It can definitely be done. My little EQ setup below. Been doing astrophotography with a 4x5 for years and years. Not using a Travelwide but my metal 4x5 field camera. Homemade vacuum film holder for the issues LabRat mentioned. You don't need f/16. f/8 is just right for my lenses.
The Polarie is a very nice, wonderfully compact little mount. I've got one as well. It's not substantial enough for the weight of full sized field camera, but perhaps the Travelwide would be okay.
Sure. Sunset image is a double exposure on a single 4x5 color transparency. Black and white are digital camera images of 16x20 prints I made in my darkroom. You can stick your nose in the prints and the detail just keeps going. 90mm, 150mm, and 180mm lenses used for these photos.
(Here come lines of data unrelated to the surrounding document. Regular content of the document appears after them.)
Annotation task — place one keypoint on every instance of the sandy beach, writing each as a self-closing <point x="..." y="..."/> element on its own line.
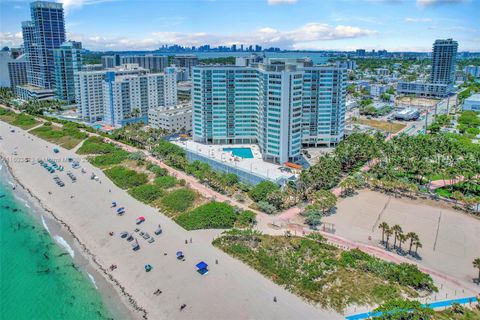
<point x="231" y="290"/>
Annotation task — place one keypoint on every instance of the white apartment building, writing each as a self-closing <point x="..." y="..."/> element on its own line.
<point x="89" y="90"/>
<point x="173" y="119"/>
<point x="128" y="98"/>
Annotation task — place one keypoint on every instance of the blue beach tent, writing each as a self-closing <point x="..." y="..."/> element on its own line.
<point x="202" y="268"/>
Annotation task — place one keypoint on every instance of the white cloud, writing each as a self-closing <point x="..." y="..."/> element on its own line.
<point x="433" y="3"/>
<point x="274" y="2"/>
<point x="69" y="5"/>
<point x="270" y="37"/>
<point x="418" y="20"/>
<point x="10" y="39"/>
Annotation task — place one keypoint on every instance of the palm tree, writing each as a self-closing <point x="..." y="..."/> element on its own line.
<point x="418" y="244"/>
<point x="413" y="238"/>
<point x="398" y="230"/>
<point x="388" y="233"/>
<point x="476" y="264"/>
<point x="384" y="226"/>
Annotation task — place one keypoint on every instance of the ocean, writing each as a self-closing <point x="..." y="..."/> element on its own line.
<point x="39" y="278"/>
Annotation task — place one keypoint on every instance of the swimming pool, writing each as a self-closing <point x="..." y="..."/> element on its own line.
<point x="245" y="153"/>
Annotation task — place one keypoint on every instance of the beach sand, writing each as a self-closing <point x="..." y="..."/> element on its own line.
<point x="231" y="290"/>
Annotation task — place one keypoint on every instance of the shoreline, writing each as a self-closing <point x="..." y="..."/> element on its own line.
<point x="130" y="306"/>
<point x="230" y="290"/>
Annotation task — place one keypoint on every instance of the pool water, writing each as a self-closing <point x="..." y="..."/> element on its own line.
<point x="245" y="153"/>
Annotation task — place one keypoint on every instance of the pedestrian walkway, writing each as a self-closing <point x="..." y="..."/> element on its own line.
<point x="433" y="305"/>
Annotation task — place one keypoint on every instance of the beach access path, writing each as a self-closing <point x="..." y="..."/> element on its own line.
<point x="231" y="290"/>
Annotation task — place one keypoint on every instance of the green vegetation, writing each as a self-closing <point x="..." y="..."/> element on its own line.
<point x="67" y="136"/>
<point x="261" y="191"/>
<point x="403" y="309"/>
<point x="178" y="201"/>
<point x="213" y="215"/>
<point x="245" y="219"/>
<point x="116" y="156"/>
<point x="21" y="120"/>
<point x="322" y="273"/>
<point x="146" y="193"/>
<point x="166" y="182"/>
<point x="126" y="178"/>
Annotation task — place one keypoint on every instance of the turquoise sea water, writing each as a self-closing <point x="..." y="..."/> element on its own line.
<point x="38" y="279"/>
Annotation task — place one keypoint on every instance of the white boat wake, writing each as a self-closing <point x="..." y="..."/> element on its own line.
<point x="65" y="245"/>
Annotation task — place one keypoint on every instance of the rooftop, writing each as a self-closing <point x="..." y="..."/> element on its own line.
<point x="475" y="97"/>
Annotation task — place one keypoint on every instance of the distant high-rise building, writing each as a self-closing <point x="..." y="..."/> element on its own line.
<point x="17" y="71"/>
<point x="444" y="56"/>
<point x="186" y="61"/>
<point x="278" y="103"/>
<point x="45" y="32"/>
<point x="5" y="58"/>
<point x="149" y="61"/>
<point x="68" y="61"/>
<point x="109" y="62"/>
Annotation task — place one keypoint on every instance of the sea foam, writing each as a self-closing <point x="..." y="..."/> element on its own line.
<point x="93" y="280"/>
<point x="45" y="224"/>
<point x="65" y="245"/>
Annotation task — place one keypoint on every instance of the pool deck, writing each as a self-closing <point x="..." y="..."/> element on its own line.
<point x="256" y="165"/>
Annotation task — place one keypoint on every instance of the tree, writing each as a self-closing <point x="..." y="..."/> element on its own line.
<point x="324" y="199"/>
<point x="417" y="244"/>
<point x="313" y="215"/>
<point x="476" y="264"/>
<point x="384" y="226"/>
<point x="413" y="238"/>
<point x="397" y="230"/>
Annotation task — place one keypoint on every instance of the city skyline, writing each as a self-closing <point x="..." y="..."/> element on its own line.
<point x="287" y="24"/>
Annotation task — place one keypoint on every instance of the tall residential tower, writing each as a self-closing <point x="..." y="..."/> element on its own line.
<point x="279" y="104"/>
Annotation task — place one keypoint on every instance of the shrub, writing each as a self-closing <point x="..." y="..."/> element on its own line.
<point x="165" y="148"/>
<point x="114" y="157"/>
<point x="262" y="190"/>
<point x="157" y="170"/>
<point x="213" y="215"/>
<point x="146" y="193"/>
<point x="126" y="178"/>
<point x="179" y="200"/>
<point x="245" y="219"/>
<point x="166" y="182"/>
<point x="266" y="207"/>
<point x="95" y="145"/>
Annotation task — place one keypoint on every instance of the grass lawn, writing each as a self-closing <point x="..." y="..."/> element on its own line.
<point x="322" y="273"/>
<point x="21" y="120"/>
<point x="67" y="136"/>
<point x="383" y="125"/>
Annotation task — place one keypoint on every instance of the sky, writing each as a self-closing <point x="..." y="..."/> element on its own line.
<point x="394" y="25"/>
One serious problem would be the film plane. I'd precisely adjust this for position using a depth micrometer and machine stock reaching the perimeter of the frame. Then there's the filmholder issue. It's not terribly difficult to make a vac filmholder. I prefer the ole expensive aluminum holders. Then you take the backside and epoxy-install reinforcing ribs to prevent the inner septum from deflecting under vacuum. Then drill the correct pattern of small holes thru the septum, install a little vac tube connection thru the end, and permanently seal in the back darkslide, airtight. Film can not only pop during a long exposure, but will never be held flat to begin with. Of course, glass plates were traditionally used due to this problem, and I see that someone is making a vac back for the P67 for widefield photog, though they want you to either use 220 film or strip the paper backing from 120 first. I just purchased a P67 300 EDIF lens, which is popular with MF and DLSR widefield photographers. For LF I'm sure I'd use some kind of Apo Nikkor process lens, though they'd be a bit slow due to needing to be used around f/11 or f/16 for optimal performance.
A ordinary film holder modified for a gentle vacuum works just fine. I've made several. Just check beforehand that the septum of the film holder is at the correct depth. They do vary. A depth gauge is quick and absolute if you have one, yet it can also be done by simply taking daylight photos; critically focus the ground glass of the camera on a distant object (radio towers work great) with a high power loupe to verify focus, use the maximum aperture on the lens to take dof out of the test, make an exposure with the holder and examine the film after processing to make sure it matches.
Thanks Corran. Appreciated. The images above really don't do the photographs any justice as they're so small. The detail really is incredible. 4x5 astrophotography can be done. You just have to be a little determined.